Arsenius studied with St. John the Dwarf and became a hermit in the desert of Egypt. In 434, he left Skete and went to the rock of Troe, near Memphis, Egypt, and to the island of Canopus near Alexandria.
Sometime around the year 400 he joined the desert monks at Scetes, Egypt, and asked to be admitted among the solitaries who dwelt there. Saint John the Dwarf, to whose cell he was conducted, though previously warned of the quality of his visitor, took no notice of him and left him standing by himself while he invited the rest to sit down at the table. When the repast was half finished he threw down some bread before him, bidding him with an air of indifference eat if he would. Arsenius meekly picked up the bread and ate, sitting on the ground. Satisfied with this proof of humility, St. John kept him under his direction. The new solitary was from the first most exemplary yet unwittingly retained certain of his old habits, such as sitting cross-legged or laying one foot over the other. Noticing this, the abbot requested some one to imitate Arsenius's posture at the next gathering of the brethren, and upon his doing so, forthwith rebuked him publicly. Arsenius took the hint and corrected himself.
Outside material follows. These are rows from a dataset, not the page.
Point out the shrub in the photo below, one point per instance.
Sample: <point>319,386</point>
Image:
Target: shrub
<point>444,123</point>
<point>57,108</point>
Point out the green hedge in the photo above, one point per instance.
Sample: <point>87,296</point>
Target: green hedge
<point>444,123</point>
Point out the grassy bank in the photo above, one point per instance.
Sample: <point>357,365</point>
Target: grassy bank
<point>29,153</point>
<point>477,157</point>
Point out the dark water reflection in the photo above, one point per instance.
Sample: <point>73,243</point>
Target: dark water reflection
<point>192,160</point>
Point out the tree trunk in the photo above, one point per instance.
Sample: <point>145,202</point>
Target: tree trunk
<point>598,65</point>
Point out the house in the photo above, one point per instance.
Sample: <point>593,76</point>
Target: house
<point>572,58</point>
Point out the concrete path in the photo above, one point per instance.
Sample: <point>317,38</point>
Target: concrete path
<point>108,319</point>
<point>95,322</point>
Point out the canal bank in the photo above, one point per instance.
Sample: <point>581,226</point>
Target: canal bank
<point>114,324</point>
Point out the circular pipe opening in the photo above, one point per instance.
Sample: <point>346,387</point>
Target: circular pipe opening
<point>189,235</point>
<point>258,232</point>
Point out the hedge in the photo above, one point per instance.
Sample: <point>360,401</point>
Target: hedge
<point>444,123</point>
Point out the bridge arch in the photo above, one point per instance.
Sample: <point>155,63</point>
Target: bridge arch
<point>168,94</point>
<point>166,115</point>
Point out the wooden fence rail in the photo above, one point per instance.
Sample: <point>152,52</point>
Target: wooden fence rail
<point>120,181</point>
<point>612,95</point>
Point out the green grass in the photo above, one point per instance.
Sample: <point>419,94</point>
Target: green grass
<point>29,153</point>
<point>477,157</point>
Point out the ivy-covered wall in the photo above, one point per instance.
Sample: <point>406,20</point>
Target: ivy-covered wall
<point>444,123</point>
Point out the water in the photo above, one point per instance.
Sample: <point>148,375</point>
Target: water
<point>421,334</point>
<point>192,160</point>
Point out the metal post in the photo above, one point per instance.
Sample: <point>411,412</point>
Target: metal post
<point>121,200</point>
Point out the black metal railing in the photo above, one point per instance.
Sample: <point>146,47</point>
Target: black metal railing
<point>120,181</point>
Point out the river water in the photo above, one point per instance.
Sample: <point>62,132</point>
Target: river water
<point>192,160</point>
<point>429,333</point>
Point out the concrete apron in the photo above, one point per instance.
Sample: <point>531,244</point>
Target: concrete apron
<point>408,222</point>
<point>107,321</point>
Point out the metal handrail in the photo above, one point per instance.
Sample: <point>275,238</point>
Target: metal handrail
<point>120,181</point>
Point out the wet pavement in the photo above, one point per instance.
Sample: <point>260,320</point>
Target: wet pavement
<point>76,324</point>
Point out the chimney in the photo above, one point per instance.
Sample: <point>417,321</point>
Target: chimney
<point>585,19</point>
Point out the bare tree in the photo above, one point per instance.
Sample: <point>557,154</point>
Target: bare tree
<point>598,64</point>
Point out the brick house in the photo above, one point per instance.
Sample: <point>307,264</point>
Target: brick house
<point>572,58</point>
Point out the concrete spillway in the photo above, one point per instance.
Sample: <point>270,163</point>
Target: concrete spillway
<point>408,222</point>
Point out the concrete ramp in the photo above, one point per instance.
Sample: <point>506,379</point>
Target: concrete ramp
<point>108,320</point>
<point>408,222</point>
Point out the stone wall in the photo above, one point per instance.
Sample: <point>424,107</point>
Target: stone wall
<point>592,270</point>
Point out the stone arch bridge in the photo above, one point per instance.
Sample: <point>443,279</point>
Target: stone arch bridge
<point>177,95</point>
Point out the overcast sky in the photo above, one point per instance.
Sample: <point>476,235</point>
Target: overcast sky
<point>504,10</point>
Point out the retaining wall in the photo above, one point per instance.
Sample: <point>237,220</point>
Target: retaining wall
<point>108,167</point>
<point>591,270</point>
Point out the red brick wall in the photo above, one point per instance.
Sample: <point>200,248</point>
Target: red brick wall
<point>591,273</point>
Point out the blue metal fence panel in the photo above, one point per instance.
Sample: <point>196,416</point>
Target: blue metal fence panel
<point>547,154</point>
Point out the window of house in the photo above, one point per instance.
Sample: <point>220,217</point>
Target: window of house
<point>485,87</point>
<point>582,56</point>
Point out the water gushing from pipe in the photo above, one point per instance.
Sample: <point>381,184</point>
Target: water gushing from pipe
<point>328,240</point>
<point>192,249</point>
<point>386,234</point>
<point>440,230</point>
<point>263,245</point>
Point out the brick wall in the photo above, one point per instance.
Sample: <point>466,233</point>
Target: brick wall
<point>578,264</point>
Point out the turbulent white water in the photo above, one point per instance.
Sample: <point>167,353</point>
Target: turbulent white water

During the fifty-five years of his solitary life, he was always the most meanly clad of all, thus punishing himself for his former seeming vanity in the world. In like manner, to atone for having used perfumes at court, he never changed the water in which he moistened the palm leaves of which he made mats, but only poured in fresh water upon it as it wasted, thus letting it become stenchy in the extreme. Even while engaged in manual labor he never relaxed in his application to prayer. At all times copious tears of devotion fell from his eyes. But what distinguished him most was his disinclination to all that might interrupt his union with God. When, after a long search, his place of retreat was discovered, he not only refused to return to court and act as an adviser to his former pupil, now Roman Emperor, Arcadius, but he would not even be his almoner to the poor and the monasteries of the neighborhood. He invariably denied himself to visitors, no matter what their rank and condition and left to his disciples the care of entertaining them. A biography of Arsenius was written by Theodore the Studite.
Saint Arsenius was a man who was very quiet and often silent, as evidenced by an adage of his: “Many times I spoke, and as a result felt sorry, but I never regretted my silence.”